In any case, while running to and fro last week, I had some remarkable moments with preschool students and teachers.

  • A miniature United Nations (one boy from Somalia, one from an Arabic-speaking middle eastern country, and one White U.S. born) of preschool boys managed to agree on and build a huge tower of blocks, and did not fall into cultural divisions when it all fell apart.
  • The terror! A three year old boy expressed great horror at the “yellow spider” his teacher drew on the white board. The fact that she called it a sun made little impact.
  • The tenderness and care children can take with each other when taught how to do so.
  • Enormous numbers of smiles and hugs that greeted us in every place we visited.
  • Surprise when I found a man(!) working as a teacher in one of the rooms. The children clearly loved and respected him, and he clearly reciprocated.

At the end of the week, all worn out from getting up and down from the floors of various classrooms, running around town, and investing great amounts of energy and worry into the examination of raw data, I was once again reminded how important Head Start is to the educational system in the U.S. Head Start is celebrating 50 years this year. It was one part of the vast War on Poverty instituted by President Johnson in 1965, and is arguably the most successful of the programs begun then. It’s certainly impacted the greatest number of poor Americans of any of those original programs.

In more recent and less charitable years, HS, along with every other educational or human services-oriented government endeavor, has met with funding cuts and reductions in support by politicians. We’ve had a period of austerity of compassion for about 20 years, off and on. Head Start has demonstrated its importance hundreds of times over 50 years, including studies that show better educational outcomes in adulthood for kids who went than for those who didn’t.
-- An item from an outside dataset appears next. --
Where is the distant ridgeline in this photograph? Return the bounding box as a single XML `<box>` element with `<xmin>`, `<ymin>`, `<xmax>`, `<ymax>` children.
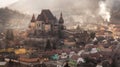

But these programs are expensive, according to our current batch of elected officials. Never mind that the entire budget of Head Start is less than some of the line items including in the defense or federal prisons budgets, it’s still been a target for cuts lately.

Just this week, Pope Francis moved Oscar Romero along the path to sainthood, and he had a little chat in his office with a liberation theologian. Liberation theology has been unfashionable for about 30 years now due to its emphasis on possibly communist ideas like helping the poor and needy. Although His Holiness isn’t an elected official in the US, I’m hoping that the return of the Vatican’s attention to the poor and least signals a larger cultural sea change in the gaze of the public, from the austere and uncharitable Bush II years to a more pro-people focus redolent of the 1960’s, except with data and technology.

The Vatican seems an odd place for a revolution against greed and repression to begin, much like Iowa seems an odd place for a vacation. Let’s not count either one out just yet.